Ottenendo solo di moltiplicare la mole di ricerche inutili, finte, dannose, in
un delirio di iper-produzione che nulla ha a che fare con la qualità, o anche
solo con la decenza. Il cottimo della ricerca.
Come se non bastasse, ecco anche la riforma del pre-ruolo, approvata con un
blitz grazie ad un emendamento al Pnrr, in totale spregio della dignità del
lavoro parlamentare e accompagnata da una campagna che diceva volutamente il
falso, presentandola come una provvidenziale misura per attrarre giovani. È
esattamente il contrario: essa mira a sterilizzare l’unica forma dignitosa
prevista dall’ordinamento attuale (e difesa dalla Commissione Europea come
architrave del Pnrr applicato alla ricerca), il contratto di ricerca. E lo fa
introducendo figure a minor tutela e maggior tasso di schiavismo accademico:
l’incarico post-doc, un rapporto di lavoro a tempo determinato a cui vengono
attribuiti anche compiti didattici (perché la didattica universitaria italiana
si regge quasi per metà sulle spalle dei precari: una enorme vergogna), e l’incarico
di ricerca, un cococo senza alcuna garanzia. Il risultato è che si potrà
rimanere precari fino, e oltre, ai 40 anni, espellendo le donne dal sistema e
favorendo un diffuso ossequio al potere e al sapere stabiliti in accademia. È
esattamente il contrario di ciò che serviva: il contratto di ricerca, e i soldi
per farne moltissimi.
L’Italia investe pochissimo sull’università (meno dell’1% del pil contro
una media Ocse del 1,5), ha un personale docente vecchio (la maggioranza ha più
di 50 anni) con un ferreo dominio maschile, e non riesce a diventare di massa
(26,8 % di laureati nella fascia 25-34 anni, contro il 41,6 della media UE). In
compenso, regala laureati e talenti a tutto il mondo, con una crescita costante
della fuga dei laureati (il 43% degli emigrati italiani di fascia 18-34 ha una
laurea; secondo la Fondazione Nordest, “nella media del biennio 2021-22, il
valore annuo del capitale umano uscito con i giovani è stato di 8,4 miliardi a
prezzi del 2023”). In questa situazione, l’unica riforma veramente necessaria
sarebbe portare il finanziamento del sistema universitario almeno in media
Ocse, cioè aumentarlo del 50%: che è l’unica cosa che dovrebbe chiedere la
Conferenza dei rettori, la quale invece esprime, iddio la perdoni, “piena
soddisfazione” per questa irricevibile porcheria. In Costituente, Concetto
Marchesi si diceva felice che dopo secoli di leva delle armi, la Repubblica
(che “promuove … la ricerca scientifica e tecnica”, art. 9 Cost.) iniziasse
finalmente la leva delle intelligenze. Oggi è evidente che siamo al totale
ribaltamento del progetto: si investe in armi, non in cervelli. Unica nota
positiva, questa volta le opposizioni (il Pd, con gli ottimi Verducci e
D’Attore, i Cinque Stelle e Avs) sono state chiare e forti, dicendo cose che
(si spera) le obbligherebbero a fare bene, se mai tornassero al governo.

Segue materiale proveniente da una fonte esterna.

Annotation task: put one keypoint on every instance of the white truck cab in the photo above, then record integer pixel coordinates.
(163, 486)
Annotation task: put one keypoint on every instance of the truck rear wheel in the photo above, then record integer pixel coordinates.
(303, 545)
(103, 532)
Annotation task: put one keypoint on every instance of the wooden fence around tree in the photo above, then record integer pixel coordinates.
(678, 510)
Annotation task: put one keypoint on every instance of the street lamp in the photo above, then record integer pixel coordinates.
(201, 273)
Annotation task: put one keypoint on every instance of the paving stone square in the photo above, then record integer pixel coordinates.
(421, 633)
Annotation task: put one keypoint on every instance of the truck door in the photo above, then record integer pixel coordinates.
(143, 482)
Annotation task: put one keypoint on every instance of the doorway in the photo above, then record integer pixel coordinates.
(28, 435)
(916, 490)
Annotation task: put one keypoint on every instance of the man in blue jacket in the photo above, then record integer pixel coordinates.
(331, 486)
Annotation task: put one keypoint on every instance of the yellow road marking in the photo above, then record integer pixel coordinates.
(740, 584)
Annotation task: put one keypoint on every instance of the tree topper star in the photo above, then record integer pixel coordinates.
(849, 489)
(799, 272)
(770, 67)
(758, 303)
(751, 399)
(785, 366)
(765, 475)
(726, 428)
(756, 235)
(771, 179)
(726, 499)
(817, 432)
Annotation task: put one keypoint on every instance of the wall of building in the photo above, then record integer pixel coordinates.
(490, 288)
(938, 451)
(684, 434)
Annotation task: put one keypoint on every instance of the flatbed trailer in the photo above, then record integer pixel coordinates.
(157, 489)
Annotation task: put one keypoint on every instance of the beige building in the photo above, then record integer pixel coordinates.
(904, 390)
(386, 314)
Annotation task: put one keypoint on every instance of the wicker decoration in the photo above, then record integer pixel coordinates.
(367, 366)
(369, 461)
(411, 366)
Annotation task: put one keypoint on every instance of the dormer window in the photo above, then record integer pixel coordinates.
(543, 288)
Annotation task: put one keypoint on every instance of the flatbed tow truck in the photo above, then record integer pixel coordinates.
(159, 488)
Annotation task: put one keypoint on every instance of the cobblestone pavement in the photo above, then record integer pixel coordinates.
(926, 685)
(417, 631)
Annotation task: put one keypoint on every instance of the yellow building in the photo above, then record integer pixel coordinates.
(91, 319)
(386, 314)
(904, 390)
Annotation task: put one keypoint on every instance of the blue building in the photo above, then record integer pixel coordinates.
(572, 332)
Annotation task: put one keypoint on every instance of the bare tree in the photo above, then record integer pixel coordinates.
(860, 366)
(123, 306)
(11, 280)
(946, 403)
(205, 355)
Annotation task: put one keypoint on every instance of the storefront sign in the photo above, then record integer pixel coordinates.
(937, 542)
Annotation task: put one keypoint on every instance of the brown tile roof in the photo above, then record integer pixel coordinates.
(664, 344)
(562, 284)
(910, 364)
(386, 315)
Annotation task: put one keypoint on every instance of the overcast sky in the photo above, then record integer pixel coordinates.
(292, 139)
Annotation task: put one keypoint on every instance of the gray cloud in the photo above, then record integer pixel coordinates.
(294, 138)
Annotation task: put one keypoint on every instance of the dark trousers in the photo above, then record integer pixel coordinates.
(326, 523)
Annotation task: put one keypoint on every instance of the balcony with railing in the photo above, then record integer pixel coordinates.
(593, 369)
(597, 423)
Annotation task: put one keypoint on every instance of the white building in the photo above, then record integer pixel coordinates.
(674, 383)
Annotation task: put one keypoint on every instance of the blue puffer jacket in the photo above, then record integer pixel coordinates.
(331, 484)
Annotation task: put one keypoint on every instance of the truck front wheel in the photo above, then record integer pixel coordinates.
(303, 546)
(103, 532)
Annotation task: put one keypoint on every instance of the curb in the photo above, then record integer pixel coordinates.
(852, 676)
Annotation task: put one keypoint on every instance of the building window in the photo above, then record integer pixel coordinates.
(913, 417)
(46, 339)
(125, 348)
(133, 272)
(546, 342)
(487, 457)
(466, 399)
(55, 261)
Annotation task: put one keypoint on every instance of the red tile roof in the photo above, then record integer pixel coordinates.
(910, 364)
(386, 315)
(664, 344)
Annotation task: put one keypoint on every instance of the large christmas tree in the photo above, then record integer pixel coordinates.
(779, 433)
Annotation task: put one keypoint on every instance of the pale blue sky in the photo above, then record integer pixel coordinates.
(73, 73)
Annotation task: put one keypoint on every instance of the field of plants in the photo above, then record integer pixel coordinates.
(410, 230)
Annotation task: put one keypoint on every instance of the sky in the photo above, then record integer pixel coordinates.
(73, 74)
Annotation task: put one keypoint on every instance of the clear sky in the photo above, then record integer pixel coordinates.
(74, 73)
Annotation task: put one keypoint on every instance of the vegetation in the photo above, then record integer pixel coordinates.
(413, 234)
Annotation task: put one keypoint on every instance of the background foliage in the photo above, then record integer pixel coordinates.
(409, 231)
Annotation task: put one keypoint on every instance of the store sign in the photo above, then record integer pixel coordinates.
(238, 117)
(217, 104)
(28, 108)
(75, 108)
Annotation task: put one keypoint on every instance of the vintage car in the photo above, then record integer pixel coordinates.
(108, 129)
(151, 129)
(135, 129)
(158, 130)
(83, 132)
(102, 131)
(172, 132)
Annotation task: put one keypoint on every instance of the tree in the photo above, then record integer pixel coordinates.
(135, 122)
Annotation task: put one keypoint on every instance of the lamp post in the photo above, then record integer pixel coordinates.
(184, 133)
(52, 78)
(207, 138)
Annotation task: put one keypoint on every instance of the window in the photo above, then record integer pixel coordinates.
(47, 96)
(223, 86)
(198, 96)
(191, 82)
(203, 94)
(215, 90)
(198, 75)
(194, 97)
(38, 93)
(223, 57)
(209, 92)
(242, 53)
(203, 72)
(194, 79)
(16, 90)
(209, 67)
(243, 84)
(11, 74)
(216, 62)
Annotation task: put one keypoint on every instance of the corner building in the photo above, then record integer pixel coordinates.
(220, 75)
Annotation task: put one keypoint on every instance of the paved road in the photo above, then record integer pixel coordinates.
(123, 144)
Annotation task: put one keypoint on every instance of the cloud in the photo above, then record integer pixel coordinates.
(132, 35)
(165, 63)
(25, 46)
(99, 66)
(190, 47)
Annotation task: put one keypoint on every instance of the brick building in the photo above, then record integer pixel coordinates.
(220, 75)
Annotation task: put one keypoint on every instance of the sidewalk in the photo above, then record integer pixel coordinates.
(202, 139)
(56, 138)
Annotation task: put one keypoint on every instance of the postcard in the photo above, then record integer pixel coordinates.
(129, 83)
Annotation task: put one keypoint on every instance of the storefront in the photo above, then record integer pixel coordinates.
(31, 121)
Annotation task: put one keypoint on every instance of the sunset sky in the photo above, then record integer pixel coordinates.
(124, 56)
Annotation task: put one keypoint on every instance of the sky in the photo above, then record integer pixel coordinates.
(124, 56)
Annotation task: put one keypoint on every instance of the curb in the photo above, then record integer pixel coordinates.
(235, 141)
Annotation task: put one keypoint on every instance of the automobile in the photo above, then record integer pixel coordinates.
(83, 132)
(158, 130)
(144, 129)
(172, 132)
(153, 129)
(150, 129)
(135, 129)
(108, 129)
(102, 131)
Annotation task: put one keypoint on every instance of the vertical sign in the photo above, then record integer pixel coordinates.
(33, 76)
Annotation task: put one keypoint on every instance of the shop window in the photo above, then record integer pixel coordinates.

Invece, l’entusiastica, imbarazzante, benedizione della Conferenza dei rettori,
del presidente dell’Accademia dei Lincei, della senatrice a vita Elena
Cattaneo, di ex ministri come Valeria Fedeli o dei corifei della peggiore
reazione, come Ernesto Galli della Loggia e i suoi caudatari, vale come
eloquente sigillo di questa doppia controriforma all’insegna del potere
accademico costituito, contro la libertà, e la dignità stessa, delle giovani
ricercatrici e dei giovani ricercatori. E se da questa maggioranza politica non
ci si poteva davvero che aspettare il peggio, il tradimento del potere
accademico è (seppur anch’esso scontato) particolarmente doloroso. “Perché è
avvenuto tutto questo? Per mancanza di capacità e di cultura? No: per mancanza
di coscienza civile”: ancora una volta, le parole di Concetto Marchesi in
Costituente restano, purtroppo, terribilmente attuali.